Solved – Parallel straight lines on residual vs fitted plot

multiple regressionrregression

I have a multiple regression problem, which I tried to solve using simple multiple regression:

model1 <- lm(Y ~ X1 + X2 + X3 + X4 + X5, data=data)

This seems to be explaining the 85% of variance (according to R-squared) which seems pretty good.

However what worries me is the weird looking Residuals vs Fitted plot, see below:

enter image description here

I suspect the reason why we have such parallel lines is because the Y value has only 10 unique values corresponding to about 160 of X values.

Perhaps I should use a different type of regression in this case?

Edit: I've seen in the following paper a similar behavior. Note it's a one-page only paper so when you preview it you can read it all. I think it explains pretty well why I observe this behavior but I'm still not sure if any other regression would work better here?
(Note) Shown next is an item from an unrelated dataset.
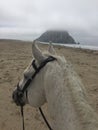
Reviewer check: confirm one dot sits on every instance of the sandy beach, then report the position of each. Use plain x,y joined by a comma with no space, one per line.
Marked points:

Edit2: The closest example to our case I can think of is the change in interest rates. FED announces new interest rate every few months (we don't know when and how often). In the meantime we gather our independent variables on the daily basis (such as daily inflation rate, stock market data, etc.). As a result we will have a situation where we can have many measurements for one interest rate.

Best Answer

One possible model it one of a "rounded" or "censored" variable : let $y_1,\ldots y_{10}$ being your 10 observed values. One could suppose that there is a latent variable $Z$ representing the "real" price, which you do not fully know. However, you can write $Y_i=y_j\Rightarrow{}y_{j-1}\leq{}Z_i\leq{}y_{j+1}$ (with $y_0=-\infty, y_{11}=+\infty$, if you forgive this abuse of notation). If you are willing to risk a statement about the distribution of Z in each of these intervals, a Bayesian regression becomes trivial ; a maximum likelihood estimation needs a bit more work (but not much, as far as I can tell). Analogues of this problem are treated by Gelman & Hill (2007).